A pesquisa, conduzida por meio de uma abordagem metodológica mista, utilizou entrevistas semiestruturadas e questionários quantitativos para mapear as percepções dos funcionários e analisar as dinâmicas culturais dentro da organização. Os dados revelaram um cenário de tensões internas, no qual os esforços para impulsionar a transformação digital convivem com características de gestão centralizada e resistências estruturais, típicas de empresas familiares. Apesar de contar com iniciativas promissoras, como a contratação de um Gerente de Transformação Digital e a adoção de metodologias ágeis, a organização enfrenta desafios para alinhar a cultura vigente com as demandas de inovação e flexibilidade impostas pela digitalização.

A pesquisa destaca que a transformação digital vai além da simples implementação de novas ferramentas tecnológicas. Ela exige uma reconfiguração profunda da cultura organizacional, incluindo a promoção de ambientes colaborativos e o incentivo à experimentação. No caso analisado, a empresa, embora tenha adotado práticas como a criação de um laboratório de inovação e a formação de equipes multifuncionais para disseminar conceitos de agilidade, ainda apresenta discrepâncias significativas entre a "cultura real" percebida pelos funcionários e a "cultura ideal" almejada por eles. Essa dissonância se reflete em insatisfações relacionadas ao estilo de liderança, que, apesar de apresentar traços de abertura ao diálogo, ainda carrega resquícios de uma gestão hierárquica e, por vezes, coercitiva.

A escolha de uma empresa do setor de seguros como objeto de estudo reforça a relevância do tema. O mercado segurador brasileiro, além de ocupar uma posição de destaque na América Latina, é pressionado por mudanças tecnológicas e pela necessidade de atender a clientes cada vez mais exigentes. Tecnologias como blockchain e inteligência artificial estão redesenhando as dinâmicas do setor, exigindo que as organizações repensem seus modelos operacionais e estratégicos. No entanto, conforme apontam os autores do estudo, o sucesso dessas inovações depende fundamentalmente de um alinhamento cultural que permita sua integração de maneira eficiente e sustentável.

Outro aspecto relevante identificado no estudo é o impacto das lideranças no processo de transformação digital. A figura de um Chief Digital Officer (CDO), ou equivalente, é destacada como fundamental para mediar as áreas de tecnologia e negócios, garantindo que as ações sejam executadas de maneira integrada e estratégica. No caso da empresa analisada, a contratação de um gestor especializado foi um marco importante, mas não suficiente para superar as barreiras culturais existentes. A pesquisa evidencia que, enquanto a tecnologia representa o componente técnico da transformação, a cultura organizacional é o elemento humano que define sua viabilidade a longo prazo.
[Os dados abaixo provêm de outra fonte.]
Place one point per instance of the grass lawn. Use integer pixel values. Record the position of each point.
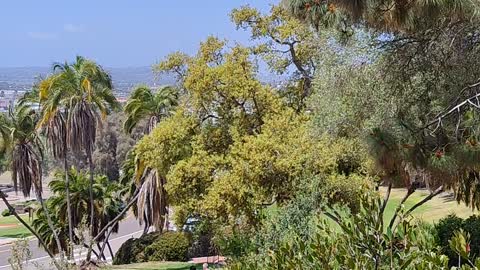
(11, 228)
(431, 211)
(156, 266)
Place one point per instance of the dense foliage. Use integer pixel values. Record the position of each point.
(275, 177)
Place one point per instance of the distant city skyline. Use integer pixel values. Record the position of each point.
(117, 33)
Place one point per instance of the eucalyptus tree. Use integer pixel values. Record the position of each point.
(385, 15)
(144, 104)
(81, 93)
(24, 145)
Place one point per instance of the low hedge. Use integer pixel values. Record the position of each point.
(168, 246)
Os resultados obtidos reforçam a ideia de que a transformação digital não pode ser tratada como um projeto isolado, mas como um processo contínuo de aprendizado e adaptação. A compatibilidade entre os valores individuais dos funcionários e os valores organizacionais se mostrou um fator crucial para reduzir resistências e aumentar a eficácia das iniciativas. No entanto, os dados também apontam para a necessidade de ajustes estruturais e comportamentais que promovam maior flexibilidade, descentralização das decisões e incentivo à criatividade.
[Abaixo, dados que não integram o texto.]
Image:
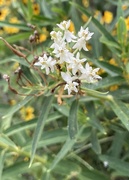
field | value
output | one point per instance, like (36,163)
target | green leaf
(16,128)
(40,124)
(2,158)
(122,111)
(18,106)
(6,142)
(72,119)
(18,36)
(64,150)
(121,31)
(104,40)
(93,117)
(18,168)
(117,144)
(116,164)
(119,9)
(95,143)
(19,26)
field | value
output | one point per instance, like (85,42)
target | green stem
(98,94)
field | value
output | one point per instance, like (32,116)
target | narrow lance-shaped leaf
(95,143)
(2,158)
(64,150)
(40,124)
(121,31)
(72,119)
(122,111)
(16,107)
(116,164)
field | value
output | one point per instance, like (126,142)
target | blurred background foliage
(100,150)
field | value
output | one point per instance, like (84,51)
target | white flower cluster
(66,50)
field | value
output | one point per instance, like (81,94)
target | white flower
(64,25)
(71,85)
(76,64)
(67,34)
(62,53)
(84,35)
(57,37)
(89,74)
(46,63)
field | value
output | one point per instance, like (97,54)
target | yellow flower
(1,31)
(124,7)
(113,88)
(107,17)
(1,2)
(127,23)
(113,62)
(84,17)
(27,113)
(72,27)
(85,3)
(11,30)
(36,9)
(26,1)
(3,13)
(8,2)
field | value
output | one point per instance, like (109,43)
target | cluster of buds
(66,50)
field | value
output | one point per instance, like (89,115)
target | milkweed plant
(64,90)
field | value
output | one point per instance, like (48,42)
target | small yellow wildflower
(84,18)
(26,1)
(36,9)
(27,113)
(1,31)
(113,62)
(113,88)
(11,30)
(3,13)
(127,23)
(72,27)
(124,7)
(8,2)
(107,17)
(85,3)
(1,2)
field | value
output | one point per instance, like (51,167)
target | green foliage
(48,134)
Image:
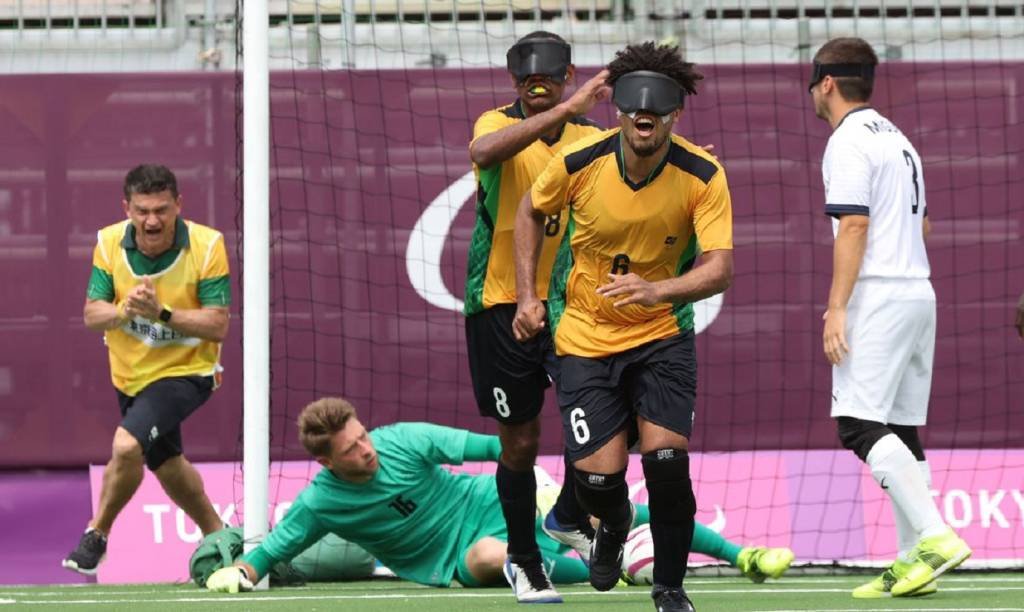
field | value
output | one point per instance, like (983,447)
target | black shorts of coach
(509,377)
(600,397)
(154,416)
Ao concluir sua análise, os autores sugerem que estudos futuros acompanhem os impactos das ações implementadas na organização em questão, avaliando resultados concretos como aumento da eficiência operacional, melhoria na experiência do cliente e avanço na percepção de inovação. A pesquisa, além de contribuir para o debate acadêmico sobre o tema, oferece insights práticos para gestores e líderes empresariais que buscam conduzir suas organizações por caminhos sustentáveis de transformação digital, enfatizando que, no cerne desse processo, está sempre a necessidade de entender e transformar as pessoas que compõem a organização.

Referência:
ALCANTARA, Anne; SILVA, Athos; NELSON, Reed. Influência da cultura organizacional na transformação digital: um estudo de caso misto. P2P & Inovação, Rio de Janeiro, v. 10, n. 2, p. 1-18, e-6688, jan./jun. 2024.